Experimental program
Comparison scheme
Effect test

Embodiment 1

[0089] Transformation of Tobacco, Lettuce and Arabidopsis

[0090] Transformation of lettuce (Lattuca sativa cv. Evola) was carried out according to the method of Curtis et al. ((1994) J. Exp. Bot., 45, 1441). Transformation of Arabidopsis thaliana was performed by the method described by Clarke et al. ((1992) Plant. Mo1. Bio1. Rep., 10, 178) or by the method described by Valvekens et al. (1988) Proceedings of the National Academy of Sciences of the United States (Proc. Natl. Acad. Sci. USA), 85, 5536).

[0091] In vitro shoots of tobacco (Micotiana tabacum) Samsun NN were grown on minimal MS20 medium (containing Murashige and Skoog basic salts and vitamins, 20 g sucrose, no hormones) for 4 weeks until they developed fully grown leaves. For in vitro shoots of Nicotiana Samsun NN were grown together with strains of Agrobacterium on minimal transformation medium stored at -80°C in 35% glycerol stock. Agrobacteria were grown on solid LLC medium containing RTK at 29°C for 3 days...

Embodiment 2

[0094] Example 2 Construction of plasmids pVDH403, pVDH417, pVDH512 (=pMOG1301) and pVDH517

[0095]The construction diagrams of pVDH403 and pVDH407 are shown in Figure 5 and Figure 6, respectively. The intermediate plasmids pVDH321 and pVDH318 in this scheme were constructed as described in PCT / EP97 / 02497. pVDH398 contains the Tap1 promoter described by Nacken et al. (Mol Genetics, 229, 129-136, 1991).

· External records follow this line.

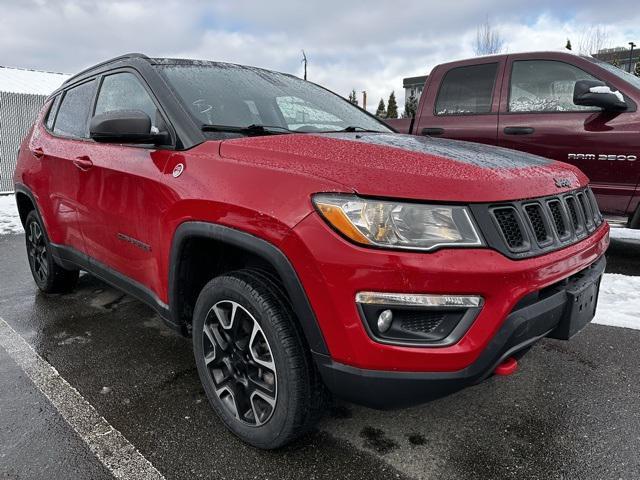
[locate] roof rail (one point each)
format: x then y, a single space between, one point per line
106 62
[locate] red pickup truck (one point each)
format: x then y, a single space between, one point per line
559 105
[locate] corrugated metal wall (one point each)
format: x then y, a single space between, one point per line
17 113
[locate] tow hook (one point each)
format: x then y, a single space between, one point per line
507 367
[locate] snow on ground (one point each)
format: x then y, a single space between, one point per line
9 219
624 234
619 302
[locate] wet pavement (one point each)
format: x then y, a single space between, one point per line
571 411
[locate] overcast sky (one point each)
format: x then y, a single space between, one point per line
365 45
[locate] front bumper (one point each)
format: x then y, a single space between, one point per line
333 271
538 315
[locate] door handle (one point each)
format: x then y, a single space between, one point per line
84 163
519 130
433 131
37 152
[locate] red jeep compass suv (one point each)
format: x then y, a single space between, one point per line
300 242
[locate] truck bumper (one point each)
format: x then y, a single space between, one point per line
559 311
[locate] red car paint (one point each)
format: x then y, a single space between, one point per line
556 135
263 186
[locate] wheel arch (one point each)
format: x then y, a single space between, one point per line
25 202
245 244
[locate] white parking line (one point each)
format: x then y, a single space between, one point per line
111 448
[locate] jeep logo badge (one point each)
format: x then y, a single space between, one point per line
177 170
562 182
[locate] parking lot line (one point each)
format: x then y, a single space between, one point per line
110 447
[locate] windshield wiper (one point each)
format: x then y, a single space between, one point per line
355 128
249 129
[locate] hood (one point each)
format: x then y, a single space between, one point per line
406 166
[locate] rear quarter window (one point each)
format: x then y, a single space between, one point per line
467 90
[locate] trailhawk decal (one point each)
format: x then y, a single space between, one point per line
477 154
601 156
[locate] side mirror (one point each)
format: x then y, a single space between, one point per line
124 126
593 93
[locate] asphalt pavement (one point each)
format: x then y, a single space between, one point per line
571 411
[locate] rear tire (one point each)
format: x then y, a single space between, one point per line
48 275
246 340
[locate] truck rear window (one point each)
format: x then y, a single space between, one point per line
467 90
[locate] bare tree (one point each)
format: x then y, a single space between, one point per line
488 39
593 39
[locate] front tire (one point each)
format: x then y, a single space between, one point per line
255 369
48 275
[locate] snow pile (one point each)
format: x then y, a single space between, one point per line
9 218
619 301
624 234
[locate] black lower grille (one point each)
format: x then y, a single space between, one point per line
533 227
420 321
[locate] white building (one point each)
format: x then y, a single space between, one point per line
22 93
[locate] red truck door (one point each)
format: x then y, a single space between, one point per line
462 101
537 115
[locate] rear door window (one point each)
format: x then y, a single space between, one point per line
72 119
467 90
545 86
123 91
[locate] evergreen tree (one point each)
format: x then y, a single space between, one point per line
381 112
353 98
410 107
392 106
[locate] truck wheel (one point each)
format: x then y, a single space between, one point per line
252 361
48 275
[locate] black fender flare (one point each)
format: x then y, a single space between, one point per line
23 189
270 253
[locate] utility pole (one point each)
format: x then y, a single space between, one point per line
304 60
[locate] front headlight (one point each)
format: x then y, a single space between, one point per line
391 224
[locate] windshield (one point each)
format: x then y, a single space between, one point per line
239 96
627 77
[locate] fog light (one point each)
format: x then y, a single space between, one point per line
384 320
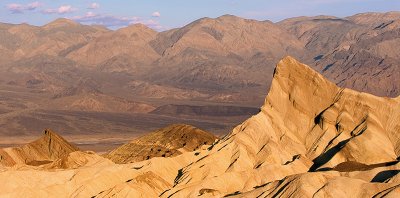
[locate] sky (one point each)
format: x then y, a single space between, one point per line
166 14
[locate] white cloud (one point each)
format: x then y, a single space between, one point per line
94 6
64 9
16 8
156 14
112 21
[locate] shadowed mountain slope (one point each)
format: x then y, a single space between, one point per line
311 138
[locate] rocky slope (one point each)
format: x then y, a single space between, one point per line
311 138
358 52
166 142
45 150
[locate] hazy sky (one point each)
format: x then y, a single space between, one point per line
165 14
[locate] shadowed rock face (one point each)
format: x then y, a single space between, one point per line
45 150
223 61
166 142
311 138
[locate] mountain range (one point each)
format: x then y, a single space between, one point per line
75 77
310 139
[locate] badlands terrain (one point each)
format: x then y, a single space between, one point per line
100 87
311 138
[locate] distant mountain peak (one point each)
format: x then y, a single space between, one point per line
61 22
138 27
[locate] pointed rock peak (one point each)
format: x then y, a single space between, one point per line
61 22
228 17
50 136
302 86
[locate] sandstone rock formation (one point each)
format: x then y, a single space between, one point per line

[0096] To construct pVDH512 (containing trehalose phosphohydrolase under the control of plastocyanin promoter, PC-TreC=pMOG1301), two oligonucleotide primers Tre-TreC-46 (forward-sense Primer) and Tre-TreC-47 (reverse primer containing BamHI site), the primer and Rimmele, M. and Boos, W. (1994, Trehalose-6-phosphate hydrolase from Escherichia coli, J. Bacteriology, 176. 5654-5664) describes complementation of the E. coli Tre C gene. Tre-TreC-46 5′CTCGGATCCGTAATGACTCATCTTCCCCAC 3′Tre-TreC-47 5′CTCGGATCCGATTTACTTCTGTAACCACC 3′

[0097] Similar to the construction of the PC...

Embodiment 3

[0100] Evaluation of Seed Production

[0101] Hat 1403 produced 20 independent transformants and Hat 1417 produced 5. These plants were transferred to the greenhouse and pollen viability was measured with 0.01% FDA (fluorescein diacetate) at anthesis (Fig. 7). Sterile plants were backcrossed with untransformed Samsum NN pollen to check if the transformants were only male sterile and not female sterile. After flowering, seed production was evaluated. Plants with very low self-pollination seeds were also harvested and reseeded to determine if the S1 seeds were viable. The scores are shown in Table 1. To analyze the correlation between the presence of the TPP gene and male sterility, the tap-TPP transgenic tobacco plant lines were backcrossed with wild-type plants according to the schematic diagram in Table 2. The offspring were analyzed for the presence of the TPP gene by phenotypic evaluation using PCR technology (Table 3).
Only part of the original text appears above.